Everyone becomes older. Not everyone becomes an elder.[1]

We get older by the passage of time. We do not necessarily become an elder. We get to become an elder by joining the realm of conversation, which entails deep listening and wonder.

If you are someone in the first half of life, we must invite people who are older than us into a space of being treated like an elder. This is not about naive reverence, but this type of mentoring relationship requires an earnest perspective that eventually, we will also become older one day.

If you are someone in the second half of life, make room to enter into conversation, not preach, and to listen to someone into speech. Question in order to listen, not listen in order to question.

To be the best teacher, we need to become great students.

The ultimate touchstone of our lives is not self-improvement. Ultimately, any form of self-improvement is for the benefit of others. Otherwise, self-improvement becomes a self-indulgent enterprise, purely for its own sake. The ultimate act is to grow the ability to be a witness (I prefer the word with-ness) to another.

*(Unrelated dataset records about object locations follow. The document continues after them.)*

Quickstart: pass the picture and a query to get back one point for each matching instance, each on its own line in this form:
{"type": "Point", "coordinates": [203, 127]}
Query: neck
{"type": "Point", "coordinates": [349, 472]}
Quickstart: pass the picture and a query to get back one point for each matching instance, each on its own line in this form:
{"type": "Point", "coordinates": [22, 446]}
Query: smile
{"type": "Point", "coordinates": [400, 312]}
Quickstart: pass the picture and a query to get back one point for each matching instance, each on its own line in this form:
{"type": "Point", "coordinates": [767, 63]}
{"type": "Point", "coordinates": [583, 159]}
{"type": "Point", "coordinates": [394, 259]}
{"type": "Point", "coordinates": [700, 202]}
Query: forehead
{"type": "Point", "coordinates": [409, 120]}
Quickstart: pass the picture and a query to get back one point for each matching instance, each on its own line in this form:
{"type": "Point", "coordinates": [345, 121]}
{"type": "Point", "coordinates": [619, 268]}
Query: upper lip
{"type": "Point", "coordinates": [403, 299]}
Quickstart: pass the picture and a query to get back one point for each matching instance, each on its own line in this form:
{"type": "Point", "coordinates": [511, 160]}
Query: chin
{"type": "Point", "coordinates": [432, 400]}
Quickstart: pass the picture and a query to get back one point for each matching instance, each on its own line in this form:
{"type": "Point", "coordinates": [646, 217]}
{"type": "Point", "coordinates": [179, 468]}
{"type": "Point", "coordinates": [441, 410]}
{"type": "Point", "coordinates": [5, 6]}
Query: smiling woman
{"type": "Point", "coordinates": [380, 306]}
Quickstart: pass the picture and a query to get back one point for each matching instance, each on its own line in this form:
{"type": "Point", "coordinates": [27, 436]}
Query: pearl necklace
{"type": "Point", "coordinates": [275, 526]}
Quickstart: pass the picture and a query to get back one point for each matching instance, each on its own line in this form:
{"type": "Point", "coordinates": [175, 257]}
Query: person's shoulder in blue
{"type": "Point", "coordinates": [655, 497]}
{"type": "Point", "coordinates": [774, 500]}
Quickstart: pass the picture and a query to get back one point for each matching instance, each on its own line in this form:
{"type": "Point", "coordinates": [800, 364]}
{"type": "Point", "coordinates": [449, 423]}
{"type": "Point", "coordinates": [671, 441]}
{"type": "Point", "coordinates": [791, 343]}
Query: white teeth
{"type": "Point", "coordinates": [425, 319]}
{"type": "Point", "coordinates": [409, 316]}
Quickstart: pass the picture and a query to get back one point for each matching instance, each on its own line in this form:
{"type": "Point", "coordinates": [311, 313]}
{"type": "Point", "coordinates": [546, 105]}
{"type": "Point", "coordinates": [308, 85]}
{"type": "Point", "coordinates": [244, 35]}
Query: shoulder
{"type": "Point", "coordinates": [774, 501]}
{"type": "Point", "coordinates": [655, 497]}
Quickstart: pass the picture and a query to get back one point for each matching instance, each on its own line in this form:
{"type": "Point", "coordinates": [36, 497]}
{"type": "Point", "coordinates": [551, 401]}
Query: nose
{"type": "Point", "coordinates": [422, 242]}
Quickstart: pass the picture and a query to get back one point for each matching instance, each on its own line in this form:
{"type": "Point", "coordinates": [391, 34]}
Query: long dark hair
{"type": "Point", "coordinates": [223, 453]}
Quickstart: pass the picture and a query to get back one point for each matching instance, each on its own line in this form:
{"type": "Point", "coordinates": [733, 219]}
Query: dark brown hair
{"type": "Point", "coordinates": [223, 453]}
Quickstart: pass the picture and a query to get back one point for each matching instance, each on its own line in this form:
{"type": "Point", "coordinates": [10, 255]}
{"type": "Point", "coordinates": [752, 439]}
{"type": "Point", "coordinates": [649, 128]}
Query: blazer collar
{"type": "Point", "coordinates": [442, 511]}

To become an elder, we must be warmly invitational. To help the older person be treated as an elder, we must suspend what we think we know, and appreciate the lived experience of the other through sharing of stories.

Holding our ideas lightly—as if to pray not with clasped hands, but with open arms—invites others into a space that helps others see themselves in a truer light, either as an elder, or a to-be elder.

 

Notes:

[1] I first learned about this distinction from author and mythologist, Michael Meade.